Información sobre pedidos
| Nombre del producto | Número de catálogo | UNIDAD | Precio | CANTIDAD | Favoritos | |
Plásmido Doble Nickase (m) NRAMP2 | sc-421958-NIC | 20 µg | $410.00 |
Slc11a2 codifica NRAMP2 (DMT1), un transportador de iones metálicos divalentes acoplado a protones que media la captación celular de hierro ferroso y otros metales de transición a través de membranas endosomales y de la membrana plasmática. En células de ratón, NRAMP2 favorece la liberación de hierro desde endosomas dependiente de transferrina y contribuye a la absorción intestinal de hierro, vinculándolo con la homeostasis del hierro, la eritropoyesis y la regulación metabólica. La actividad de NRAMP2 se cruza con el tráfico endocítico y con redes de señalización sensibles a metales que determinan la función mitocondrial y las respuestas al estrés oxidativo. La desregulación de Slc11a2 se asocia con fenotipos de sobrecarga de hierro y anemia, y es ampliamente relevante en modelos de neurodegeneración, inflamación e interacciones huésped–patógeno, donde la disponibilidad de metales influye en la aptitud celular.

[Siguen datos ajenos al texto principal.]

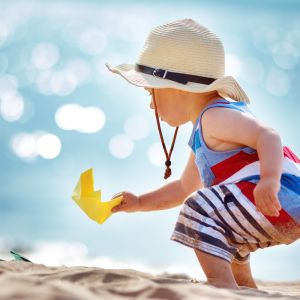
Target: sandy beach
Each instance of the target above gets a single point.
(22, 280)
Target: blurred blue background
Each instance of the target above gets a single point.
(62, 112)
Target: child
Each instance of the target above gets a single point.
(240, 189)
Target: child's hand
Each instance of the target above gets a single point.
(266, 196)
(130, 203)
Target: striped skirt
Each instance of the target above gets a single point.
(222, 220)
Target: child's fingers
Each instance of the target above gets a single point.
(120, 206)
(271, 209)
(117, 195)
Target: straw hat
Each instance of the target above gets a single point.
(184, 55)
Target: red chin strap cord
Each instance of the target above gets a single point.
(168, 171)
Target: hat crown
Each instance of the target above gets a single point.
(184, 46)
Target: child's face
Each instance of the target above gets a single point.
(171, 105)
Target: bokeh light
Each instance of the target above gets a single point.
(48, 146)
(121, 146)
(12, 107)
(83, 119)
(232, 65)
(252, 70)
(137, 127)
(92, 41)
(278, 83)
(45, 55)
(24, 145)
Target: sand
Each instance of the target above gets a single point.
(22, 280)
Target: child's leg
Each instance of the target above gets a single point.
(242, 275)
(218, 271)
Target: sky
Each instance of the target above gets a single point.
(62, 112)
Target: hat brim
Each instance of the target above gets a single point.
(226, 86)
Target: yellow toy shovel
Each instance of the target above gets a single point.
(90, 201)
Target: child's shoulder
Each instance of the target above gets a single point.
(233, 126)
(223, 107)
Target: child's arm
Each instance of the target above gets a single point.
(244, 129)
(168, 196)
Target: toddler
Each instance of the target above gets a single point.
(240, 189)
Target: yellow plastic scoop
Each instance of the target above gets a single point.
(90, 201)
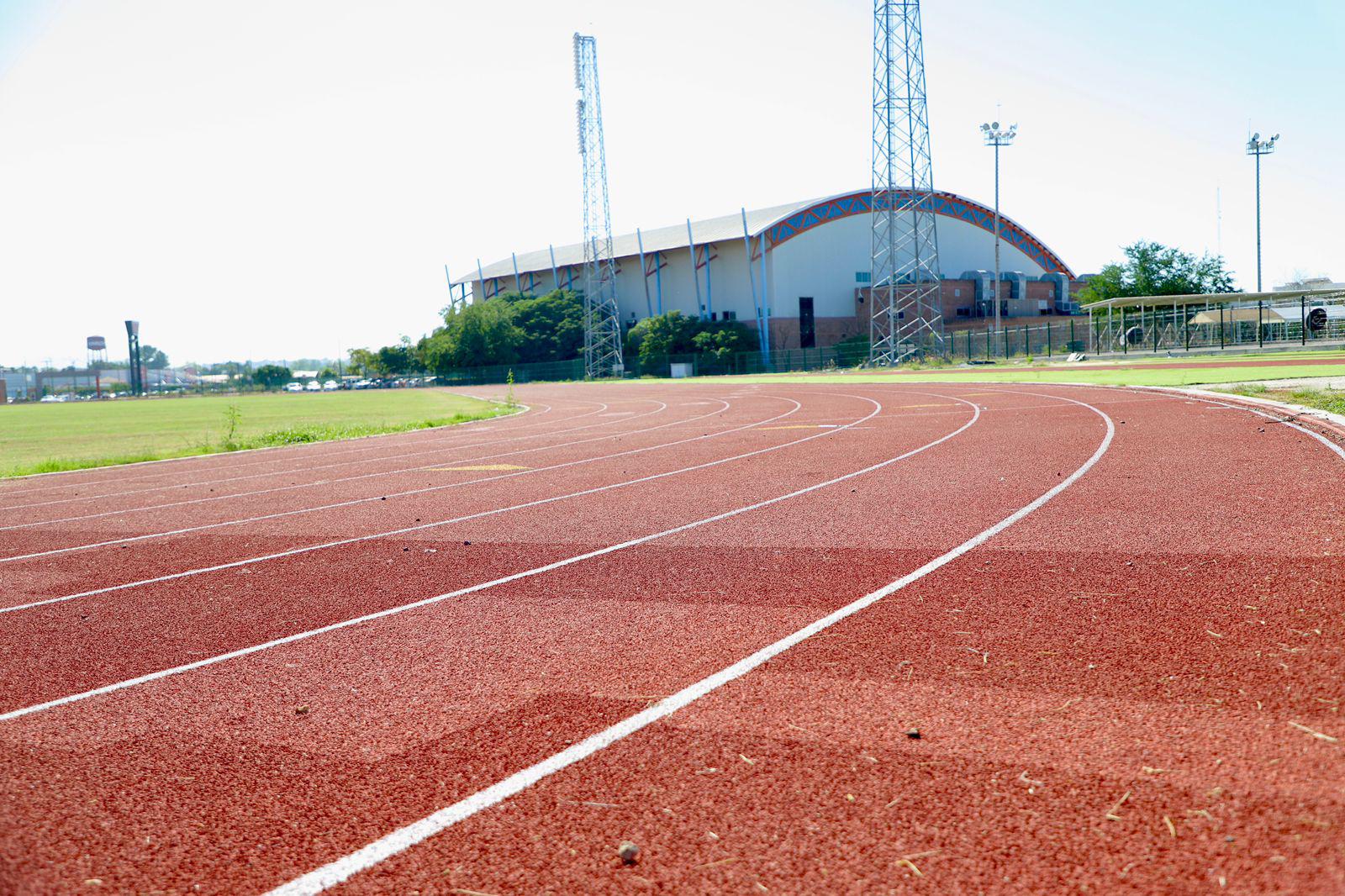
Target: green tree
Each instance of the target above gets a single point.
(272, 376)
(720, 342)
(667, 334)
(1154, 269)
(551, 326)
(475, 335)
(363, 362)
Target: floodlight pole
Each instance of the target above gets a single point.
(1257, 147)
(995, 138)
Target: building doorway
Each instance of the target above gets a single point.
(807, 327)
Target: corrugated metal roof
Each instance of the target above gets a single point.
(659, 240)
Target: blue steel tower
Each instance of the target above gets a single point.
(905, 316)
(602, 320)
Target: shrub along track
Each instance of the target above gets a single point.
(1116, 634)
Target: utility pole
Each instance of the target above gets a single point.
(995, 138)
(1258, 147)
(602, 319)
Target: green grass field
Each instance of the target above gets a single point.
(77, 435)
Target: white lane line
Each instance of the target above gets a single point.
(329, 482)
(420, 830)
(526, 573)
(419, 528)
(313, 467)
(358, 501)
(298, 452)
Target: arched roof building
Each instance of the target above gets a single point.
(814, 271)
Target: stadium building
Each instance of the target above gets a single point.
(815, 269)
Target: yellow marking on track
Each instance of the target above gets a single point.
(483, 467)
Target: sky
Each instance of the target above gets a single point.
(288, 178)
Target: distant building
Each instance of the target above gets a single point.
(815, 269)
(1311, 282)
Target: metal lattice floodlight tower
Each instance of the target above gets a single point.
(1258, 147)
(995, 138)
(602, 320)
(905, 316)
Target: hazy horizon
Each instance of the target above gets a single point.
(289, 179)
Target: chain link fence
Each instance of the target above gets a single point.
(1118, 333)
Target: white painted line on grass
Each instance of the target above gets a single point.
(521, 410)
(309, 468)
(330, 482)
(417, 831)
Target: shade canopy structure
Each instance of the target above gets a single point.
(1264, 315)
(1215, 299)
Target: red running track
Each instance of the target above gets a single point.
(704, 623)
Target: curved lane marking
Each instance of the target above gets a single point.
(526, 573)
(309, 468)
(420, 830)
(323, 482)
(358, 501)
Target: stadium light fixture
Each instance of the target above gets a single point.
(1257, 147)
(997, 138)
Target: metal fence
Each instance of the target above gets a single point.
(1232, 326)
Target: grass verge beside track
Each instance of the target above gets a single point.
(1332, 400)
(51, 437)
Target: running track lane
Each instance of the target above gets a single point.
(459, 495)
(658, 587)
(1118, 694)
(82, 643)
(139, 524)
(293, 472)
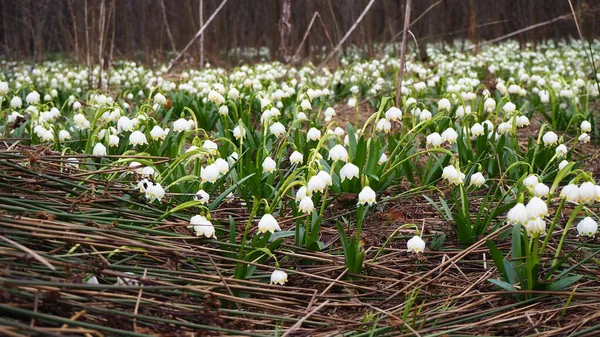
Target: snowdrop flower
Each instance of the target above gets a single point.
(268, 224)
(550, 138)
(518, 214)
(202, 226)
(306, 205)
(181, 125)
(584, 138)
(434, 139)
(383, 125)
(315, 183)
(63, 135)
(202, 196)
(99, 150)
(415, 244)
(561, 150)
(587, 226)
(158, 133)
(269, 165)
(587, 193)
(81, 123)
(449, 135)
(277, 129)
(349, 171)
(490, 104)
(570, 193)
(562, 164)
(425, 115)
(137, 138)
(393, 114)
(535, 226)
(541, 190)
(338, 152)
(367, 196)
(477, 179)
(382, 159)
(154, 192)
(586, 126)
(296, 157)
(313, 134)
(278, 277)
(209, 173)
(444, 104)
(536, 208)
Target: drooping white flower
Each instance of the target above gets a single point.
(415, 244)
(338, 152)
(367, 196)
(278, 277)
(296, 158)
(587, 226)
(477, 179)
(268, 224)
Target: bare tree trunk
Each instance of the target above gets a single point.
(403, 53)
(285, 28)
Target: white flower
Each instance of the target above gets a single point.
(587, 226)
(562, 164)
(268, 223)
(449, 135)
(550, 138)
(393, 114)
(477, 130)
(444, 104)
(490, 104)
(384, 125)
(587, 193)
(535, 226)
(541, 190)
(434, 139)
(63, 135)
(477, 179)
(306, 205)
(570, 193)
(518, 214)
(81, 123)
(16, 102)
(561, 150)
(536, 208)
(137, 138)
(278, 277)
(296, 157)
(315, 183)
(313, 134)
(277, 129)
(202, 226)
(154, 192)
(209, 173)
(99, 150)
(530, 182)
(584, 138)
(181, 125)
(367, 196)
(158, 133)
(586, 126)
(415, 244)
(338, 152)
(269, 165)
(349, 171)
(239, 132)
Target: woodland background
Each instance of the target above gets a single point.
(147, 30)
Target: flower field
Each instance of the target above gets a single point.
(279, 200)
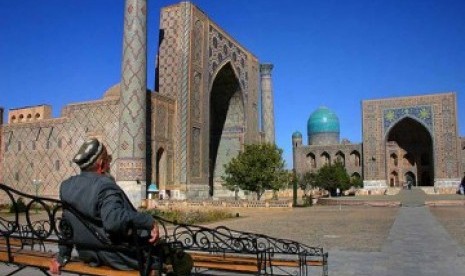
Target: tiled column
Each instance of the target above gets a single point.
(267, 103)
(131, 162)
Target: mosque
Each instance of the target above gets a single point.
(406, 139)
(211, 97)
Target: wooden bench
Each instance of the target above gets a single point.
(19, 235)
(211, 249)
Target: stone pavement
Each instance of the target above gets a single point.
(417, 245)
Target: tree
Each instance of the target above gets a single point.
(330, 177)
(307, 181)
(258, 168)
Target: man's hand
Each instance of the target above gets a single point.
(54, 267)
(154, 234)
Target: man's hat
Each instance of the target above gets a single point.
(88, 153)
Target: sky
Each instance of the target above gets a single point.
(333, 53)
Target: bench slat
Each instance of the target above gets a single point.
(42, 260)
(226, 266)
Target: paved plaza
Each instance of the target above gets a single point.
(413, 239)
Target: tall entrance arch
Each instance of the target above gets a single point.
(227, 123)
(161, 169)
(409, 141)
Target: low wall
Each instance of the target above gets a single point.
(154, 203)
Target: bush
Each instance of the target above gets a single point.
(191, 216)
(20, 205)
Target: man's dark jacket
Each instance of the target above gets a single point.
(108, 212)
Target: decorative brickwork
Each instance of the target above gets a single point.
(194, 53)
(408, 139)
(132, 121)
(435, 113)
(43, 150)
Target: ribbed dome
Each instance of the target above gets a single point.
(322, 120)
(296, 134)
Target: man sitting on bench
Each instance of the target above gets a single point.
(95, 194)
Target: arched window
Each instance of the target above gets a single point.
(394, 179)
(355, 158)
(311, 160)
(408, 160)
(394, 160)
(340, 157)
(325, 158)
(425, 160)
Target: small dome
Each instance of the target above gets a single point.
(296, 134)
(322, 120)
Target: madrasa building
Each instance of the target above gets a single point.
(211, 97)
(406, 139)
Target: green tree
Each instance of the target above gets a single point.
(333, 176)
(356, 181)
(258, 168)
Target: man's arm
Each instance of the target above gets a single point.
(118, 218)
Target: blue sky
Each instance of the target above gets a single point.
(329, 52)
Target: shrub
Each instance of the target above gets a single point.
(191, 216)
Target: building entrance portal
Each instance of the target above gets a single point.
(409, 153)
(227, 123)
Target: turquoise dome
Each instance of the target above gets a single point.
(322, 120)
(152, 188)
(296, 134)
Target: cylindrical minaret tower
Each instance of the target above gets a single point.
(131, 162)
(267, 103)
(296, 142)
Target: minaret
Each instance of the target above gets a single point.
(267, 103)
(131, 162)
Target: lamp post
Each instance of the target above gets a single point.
(36, 183)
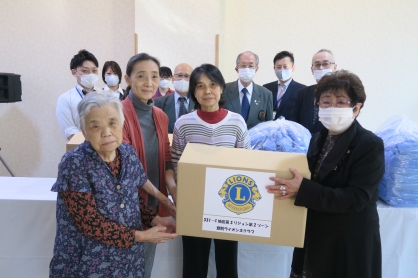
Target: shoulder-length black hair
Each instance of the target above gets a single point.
(211, 72)
(342, 81)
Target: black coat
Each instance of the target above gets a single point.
(342, 228)
(303, 109)
(286, 104)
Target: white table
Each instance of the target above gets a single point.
(27, 217)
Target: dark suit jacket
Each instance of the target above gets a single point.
(342, 228)
(166, 103)
(286, 104)
(261, 105)
(303, 109)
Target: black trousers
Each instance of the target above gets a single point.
(196, 257)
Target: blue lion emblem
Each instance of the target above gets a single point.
(239, 194)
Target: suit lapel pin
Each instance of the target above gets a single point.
(262, 115)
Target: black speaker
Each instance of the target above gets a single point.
(10, 87)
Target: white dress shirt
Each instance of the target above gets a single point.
(116, 93)
(177, 103)
(241, 94)
(285, 88)
(66, 111)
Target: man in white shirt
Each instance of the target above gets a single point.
(84, 67)
(284, 90)
(177, 104)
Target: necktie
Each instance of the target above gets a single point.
(245, 105)
(282, 89)
(315, 114)
(182, 110)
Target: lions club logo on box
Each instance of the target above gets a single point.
(239, 194)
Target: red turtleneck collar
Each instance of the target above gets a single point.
(212, 117)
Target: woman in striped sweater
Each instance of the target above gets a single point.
(211, 125)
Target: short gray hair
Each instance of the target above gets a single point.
(97, 100)
(325, 50)
(257, 60)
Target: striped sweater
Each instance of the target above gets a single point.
(230, 132)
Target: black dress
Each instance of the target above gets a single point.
(342, 230)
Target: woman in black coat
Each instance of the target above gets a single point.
(346, 161)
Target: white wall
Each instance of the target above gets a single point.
(38, 40)
(177, 32)
(377, 40)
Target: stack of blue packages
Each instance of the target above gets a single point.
(399, 186)
(280, 136)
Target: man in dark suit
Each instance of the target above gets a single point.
(253, 102)
(284, 90)
(305, 110)
(178, 103)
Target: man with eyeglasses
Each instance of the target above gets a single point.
(177, 104)
(305, 109)
(285, 89)
(253, 102)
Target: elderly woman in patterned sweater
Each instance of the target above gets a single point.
(99, 211)
(210, 125)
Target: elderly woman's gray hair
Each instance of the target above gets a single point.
(98, 100)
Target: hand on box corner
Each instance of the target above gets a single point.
(166, 222)
(286, 188)
(171, 208)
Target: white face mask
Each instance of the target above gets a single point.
(284, 75)
(318, 74)
(336, 119)
(88, 80)
(164, 84)
(181, 86)
(112, 80)
(246, 74)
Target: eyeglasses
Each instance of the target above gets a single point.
(182, 76)
(243, 66)
(339, 104)
(325, 65)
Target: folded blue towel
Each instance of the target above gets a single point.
(399, 186)
(280, 136)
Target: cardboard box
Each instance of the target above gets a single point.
(203, 214)
(77, 139)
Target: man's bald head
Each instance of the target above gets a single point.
(181, 78)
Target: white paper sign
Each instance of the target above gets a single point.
(237, 202)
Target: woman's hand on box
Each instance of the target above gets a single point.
(286, 188)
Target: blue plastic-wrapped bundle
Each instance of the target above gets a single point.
(399, 186)
(280, 136)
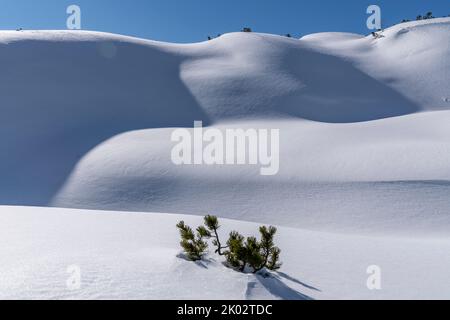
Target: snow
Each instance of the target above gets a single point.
(86, 120)
(125, 255)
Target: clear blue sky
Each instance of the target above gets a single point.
(194, 20)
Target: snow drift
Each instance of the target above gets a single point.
(86, 120)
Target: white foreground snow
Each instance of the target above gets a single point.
(134, 256)
(86, 120)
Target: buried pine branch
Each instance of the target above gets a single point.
(212, 223)
(242, 253)
(193, 245)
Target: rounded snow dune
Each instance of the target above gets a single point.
(86, 120)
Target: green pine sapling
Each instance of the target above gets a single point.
(194, 245)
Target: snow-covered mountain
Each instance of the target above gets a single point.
(86, 120)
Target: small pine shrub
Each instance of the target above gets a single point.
(252, 253)
(193, 245)
(241, 253)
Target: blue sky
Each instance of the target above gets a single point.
(194, 20)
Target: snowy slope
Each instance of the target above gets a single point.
(71, 103)
(86, 120)
(134, 256)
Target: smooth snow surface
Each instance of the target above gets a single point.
(134, 256)
(86, 120)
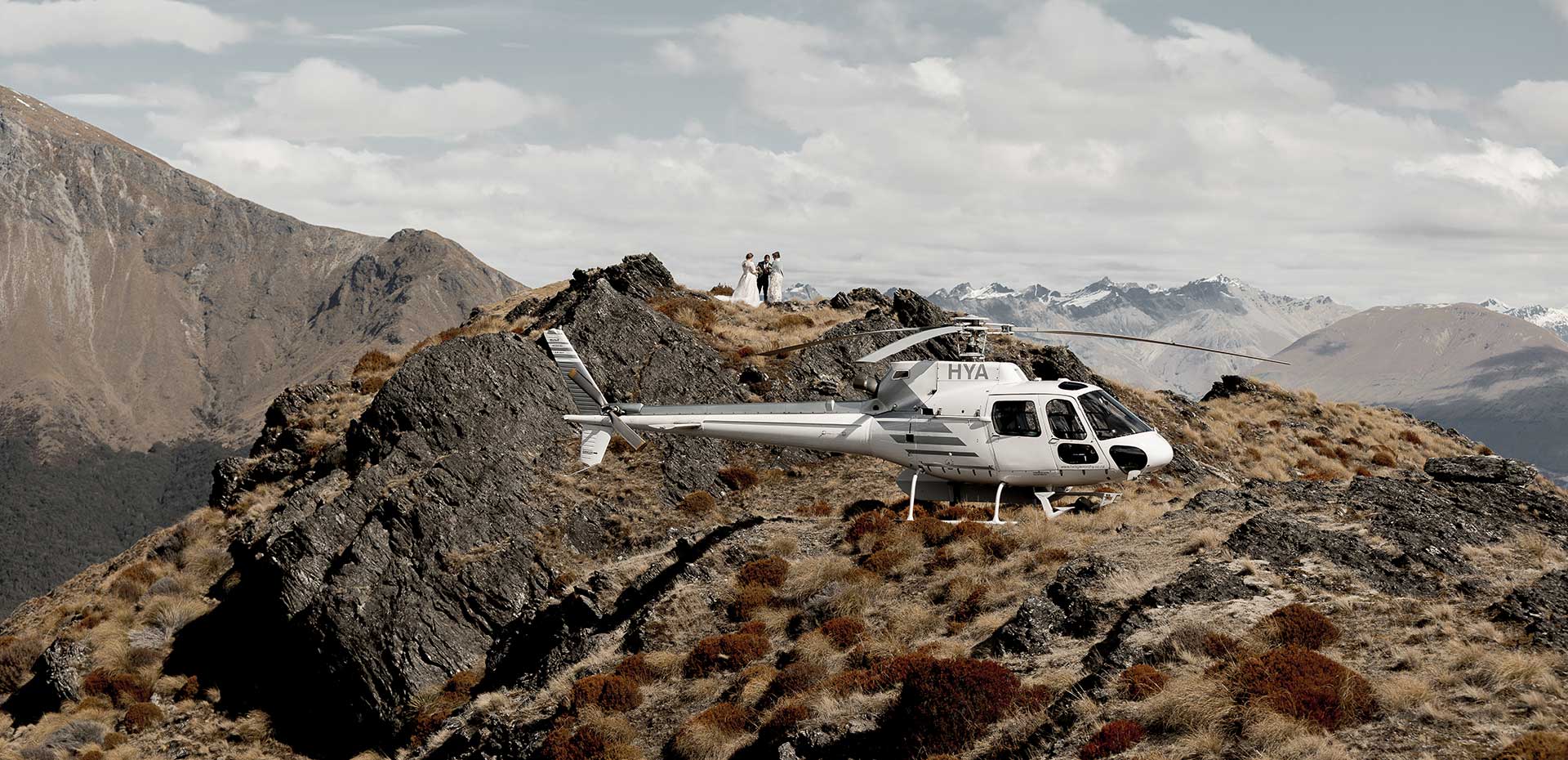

NRAMP2 El plásmido de doble nicasa (m) consiste en un par de plásmidos emparejados diseñados para la edición de alta especificidad del locus Slc11a2 en líneas celulares mouse. Cada plásmido expresa una nicasa Cas9 D10A y un ARN guía específico (sgRNA) dirigido a cadenas de ADN opuestas dentro de Slc11a2. Cuando se dirigen a sitios adyacentes en cadenas de ADN opuestas, las dos nicasas generan cortes en cadena simple desplazados que, juntos, producen una rotura de doble cadena escalonada, lo que requiere una actividad coordinada sobre el objetivo por parte de ambas guías. La rotura de ADN resultante se resuelve mediante vías de reparación celular endógenas, más comúnmente a través de la unión de extremos no homólogos (NHEJ), lo que da lugar a inserciones o deleciones que alteran la función de Slc11a2. Al requerir la participación de dos ARN guía en el locus diana, el enfoque de doble corte mejora la especificidad de la edición y proporciona una estrategia CRISPR complementaria para aplicaciones en las que se desea un control adicional sobre la precisión de la orientación.
Para facilitar la identificación eficiente de las células editadas, un plásmido codifica GFP para la visualización fluorescente de las poblaciones transfectadas, mientras que el plásmido complementario lleva un gen de resistencia a la puromicina para la selección con antibióticos. En conjunto, estas características facilitan el enriquecimiento eficiente de las poblaciones cotransfectadas y simplifican la validación de los clones con Slc11a2 alterado.
Sólo para uso en investigación. No destinado a uso diagnóstico o terapéutico.